Beginning with this post, I wish to write a series of articles of how specifically the non-profit organizations in Erie are vital and add so much to our quality of life as a community. In recent years, perhaps driven by our whacked-out municipal structure, taxation system, and the current moribund state of the city’s finances, our governmental officials have taken to attacking those non-profit organizations which are exempt from property taxes. My agenda is that these organizations should be treated like the essential pillars of our community’s vibrancy that they are. They are to be recognized as significant economic engines and job providers, some with high-income family-thriving jobs. At the same time, I agree with some that there may be some kind of revenue solution needed from tax-exempt organizations, especially when they are engaging in parallel activities to a for-profit entity far from their core mission. But they are not the enemy; they are us. Now to celebrating the non-profits, an important part of why we love Erie.
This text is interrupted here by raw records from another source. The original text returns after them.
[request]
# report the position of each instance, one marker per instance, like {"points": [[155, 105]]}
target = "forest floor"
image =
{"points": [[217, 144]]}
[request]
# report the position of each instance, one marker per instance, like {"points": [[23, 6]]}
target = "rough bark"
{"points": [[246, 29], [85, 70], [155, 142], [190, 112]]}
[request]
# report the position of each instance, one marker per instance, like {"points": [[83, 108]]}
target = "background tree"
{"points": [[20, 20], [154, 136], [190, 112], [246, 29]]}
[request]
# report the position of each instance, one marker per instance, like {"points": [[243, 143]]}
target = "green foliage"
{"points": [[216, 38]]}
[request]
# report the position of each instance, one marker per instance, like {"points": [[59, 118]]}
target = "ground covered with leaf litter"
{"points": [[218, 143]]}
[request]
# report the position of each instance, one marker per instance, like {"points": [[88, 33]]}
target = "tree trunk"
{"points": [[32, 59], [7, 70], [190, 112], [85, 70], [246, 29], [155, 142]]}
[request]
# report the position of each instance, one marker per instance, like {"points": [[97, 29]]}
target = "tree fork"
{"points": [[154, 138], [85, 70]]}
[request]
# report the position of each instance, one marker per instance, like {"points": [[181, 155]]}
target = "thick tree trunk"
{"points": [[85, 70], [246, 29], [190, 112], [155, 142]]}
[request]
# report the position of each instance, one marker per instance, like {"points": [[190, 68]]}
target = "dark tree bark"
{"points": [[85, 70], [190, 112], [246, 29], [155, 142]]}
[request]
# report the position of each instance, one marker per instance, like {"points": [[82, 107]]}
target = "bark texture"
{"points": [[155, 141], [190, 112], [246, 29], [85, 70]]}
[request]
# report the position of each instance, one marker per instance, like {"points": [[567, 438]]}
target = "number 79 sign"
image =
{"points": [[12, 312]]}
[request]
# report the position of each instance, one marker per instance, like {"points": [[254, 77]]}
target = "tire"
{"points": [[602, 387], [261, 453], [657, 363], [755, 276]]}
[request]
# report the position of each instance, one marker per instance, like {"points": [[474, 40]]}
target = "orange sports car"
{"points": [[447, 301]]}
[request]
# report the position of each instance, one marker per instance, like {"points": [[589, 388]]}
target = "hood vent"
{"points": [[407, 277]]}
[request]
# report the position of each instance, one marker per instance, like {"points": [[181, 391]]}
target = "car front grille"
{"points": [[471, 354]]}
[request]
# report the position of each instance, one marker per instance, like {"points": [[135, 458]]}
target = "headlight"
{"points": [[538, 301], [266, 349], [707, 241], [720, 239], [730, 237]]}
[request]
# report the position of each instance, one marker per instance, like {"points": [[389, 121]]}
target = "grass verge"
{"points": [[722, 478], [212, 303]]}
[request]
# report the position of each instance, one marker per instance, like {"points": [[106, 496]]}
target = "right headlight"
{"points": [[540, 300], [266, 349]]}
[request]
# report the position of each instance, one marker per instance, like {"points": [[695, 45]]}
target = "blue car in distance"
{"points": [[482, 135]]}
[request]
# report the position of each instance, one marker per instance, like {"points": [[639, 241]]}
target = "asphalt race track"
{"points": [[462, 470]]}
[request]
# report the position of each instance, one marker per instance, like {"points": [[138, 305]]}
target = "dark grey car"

Erie, Loving Erie September 6th, 2007


September 7th, 2007 at 8:58 am
I think you should note and consider your selective use of the words “community” and “city” in the above before you move on to the “big picture” and “small-minded” arguments we’re so used to seeing in endeavors like this one.
These “non-profits” do NO good if they impoverish the city and there’s NO “community” if some of us are to be plundered by the rest. I’ve a lifetime of watching city water, the zoo, next the airport ceded to the “big picture” argument and what’s it gotten us? Bankruptcy.
They are us? There’ll be no “us” without an annexation process that creates one city as wide as the City’s water lines.